The Annotated Sausage and Rice Soup Recipe

I like food. I like to eat food. And sometimes, I like to make food. I can cook. I'm not a super-awesome cook (my mom is, though). I'm more of a baker than a cook, but cooking is more useful than baking. I mean, you CAN eat peanut butter cookies for dinner, but you SHOULDN'T. I'm always confused by people who say they can't cook. I'm one of those people who's like, "Um. Can you read? Because if you can read a recipe, you can follow it." Chances are, you'll turn out something eat-able.

I like soup. Especially in the fall and winter. You probably do, too. So, read this recipe that I mostly made up!
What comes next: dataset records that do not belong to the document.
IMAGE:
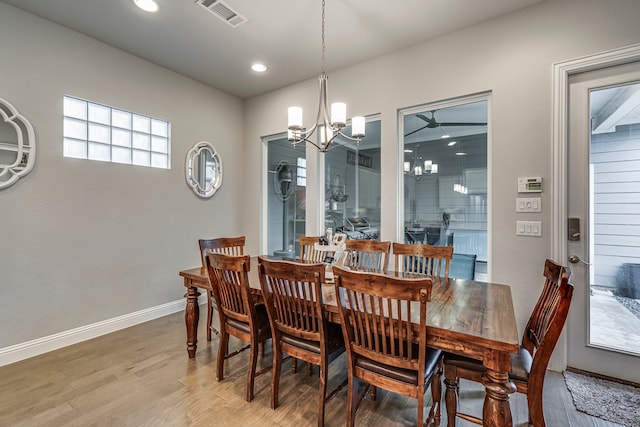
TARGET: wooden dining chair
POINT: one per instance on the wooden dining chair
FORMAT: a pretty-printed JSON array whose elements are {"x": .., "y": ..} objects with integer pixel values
[
  {"x": 383, "y": 321},
  {"x": 529, "y": 366},
  {"x": 309, "y": 253},
  {"x": 293, "y": 296},
  {"x": 222, "y": 245},
  {"x": 240, "y": 316},
  {"x": 433, "y": 261},
  {"x": 367, "y": 255}
]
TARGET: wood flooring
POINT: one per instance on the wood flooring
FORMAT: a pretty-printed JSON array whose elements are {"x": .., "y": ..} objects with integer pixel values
[{"x": 141, "y": 376}]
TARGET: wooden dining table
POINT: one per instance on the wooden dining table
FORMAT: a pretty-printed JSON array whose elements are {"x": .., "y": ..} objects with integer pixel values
[{"x": 465, "y": 317}]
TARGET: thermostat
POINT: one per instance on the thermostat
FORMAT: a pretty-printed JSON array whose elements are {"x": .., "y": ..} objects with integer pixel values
[{"x": 530, "y": 185}]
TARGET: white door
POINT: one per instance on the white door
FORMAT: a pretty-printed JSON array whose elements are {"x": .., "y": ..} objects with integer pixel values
[{"x": 603, "y": 241}]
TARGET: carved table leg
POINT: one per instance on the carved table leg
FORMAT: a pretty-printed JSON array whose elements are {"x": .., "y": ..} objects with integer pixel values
[
  {"x": 191, "y": 317},
  {"x": 497, "y": 411}
]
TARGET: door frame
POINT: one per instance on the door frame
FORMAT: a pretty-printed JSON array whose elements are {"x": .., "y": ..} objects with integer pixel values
[{"x": 559, "y": 127}]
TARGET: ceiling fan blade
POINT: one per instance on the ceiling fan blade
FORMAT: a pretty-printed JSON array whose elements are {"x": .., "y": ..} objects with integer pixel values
[
  {"x": 417, "y": 130},
  {"x": 461, "y": 124}
]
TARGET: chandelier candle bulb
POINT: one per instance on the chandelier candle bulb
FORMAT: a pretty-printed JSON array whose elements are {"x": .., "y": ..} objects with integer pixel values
[
  {"x": 357, "y": 127},
  {"x": 338, "y": 114},
  {"x": 295, "y": 118},
  {"x": 326, "y": 134}
]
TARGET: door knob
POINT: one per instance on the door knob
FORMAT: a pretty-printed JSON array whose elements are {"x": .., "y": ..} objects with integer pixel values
[{"x": 574, "y": 259}]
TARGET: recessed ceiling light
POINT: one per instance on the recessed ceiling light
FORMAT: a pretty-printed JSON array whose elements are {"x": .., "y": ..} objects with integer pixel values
[{"x": 147, "y": 5}]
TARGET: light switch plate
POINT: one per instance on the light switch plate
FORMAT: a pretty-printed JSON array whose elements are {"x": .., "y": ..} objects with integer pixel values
[{"x": 529, "y": 228}]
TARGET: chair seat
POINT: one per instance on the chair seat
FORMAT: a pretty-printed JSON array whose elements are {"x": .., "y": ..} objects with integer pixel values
[
  {"x": 335, "y": 340},
  {"x": 408, "y": 376},
  {"x": 520, "y": 364},
  {"x": 262, "y": 322}
]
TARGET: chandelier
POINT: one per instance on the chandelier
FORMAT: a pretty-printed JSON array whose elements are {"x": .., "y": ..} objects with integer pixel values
[
  {"x": 419, "y": 168},
  {"x": 329, "y": 127}
]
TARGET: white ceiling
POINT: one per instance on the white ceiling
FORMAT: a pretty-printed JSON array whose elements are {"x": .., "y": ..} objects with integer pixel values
[{"x": 284, "y": 34}]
I don't measure things, really, so don't expect me to tell you to add 1 cup or 1 tablespoon of something. It won't matter so if you like a lot of something, add more. If you don't like it, add less or not at all.

Ingredients:
1 quart of chicken stock
1 can diced tomatoes
1 can tomato sauce (not spaghetti sauce)
1 can white (cannelini) beans

Carrots
Celery
Onion
Minced garlic (I'm lazy and buy a jar of minced garlic. If you're a better person than me, mince some up fresh!)

Rice (I use those boil-in-a-bag-things. I find rice...challenging.)

4 (or however much) patties (or actual sausages, cut the casing and squeeze out the sausage. This is actually really fun!) of Italian sausage (I used sweet but it's entirely up to you. If you live on the wild side, use hot!)

All seasonings are subject to change. Add whatever sounds good.
Oregano
Seasoned salt
Black pepper
Bay leaf
Crushed red pepper
Fresh herbs would be really good. If you have some fresh basil or oregano, chop some up! Just not cilantro. I fucking hate cilantro.

Directions:
Brown sausage, breaking into teeny pieces

Chop vegetables, put a little water on them and toss in microwave for a few minutes to soften them up (this isn't required. It just makes it cook faster). Coat bottom of large pot with olive oil, add vegetables and some minced garlic. Cook until onions start to look translucent. Add stock, tomato sauce and a can or two of water. Rinse white beans and add. Add sausage. Add seasonings. (I don't measure, so add until it looks right.) Bring to a boil and then simmer for 45 minutes or so. Cook rice according to package instructions. Drain and add rice to soup. Simmer for awhile longer. Remove bay leaf.

Eat with grated cheese and bread.

If storing, cool for no more than two hours and then refrigerate or freeze.

  • The soup will be fairly zippy and spicy. The spiciness will mellow by the next day.
  • I cook the sausage and rice separately for the following reasons: 1. I'm too much of a food safety ninny to add raw meat to soup 2. Cooking the rice in the soup would sop up all the broth and make it taste all starchy.
  • This is a really good base for soups. You could add tortellinis and a handful of baby spinach for tortellini soup. You could add different vegetables for minestrone, or pasta for pasta fagioli.
  • If you're a vegetarian, you could certainly use vegetable broth and soy sausage (they have that, right?). Whatever. I'm not the boss of you.
  • I always, always, always forget to remove the bay leaf. I should start handing out a prize for whoever gets the bay leaf in their bowl of soup.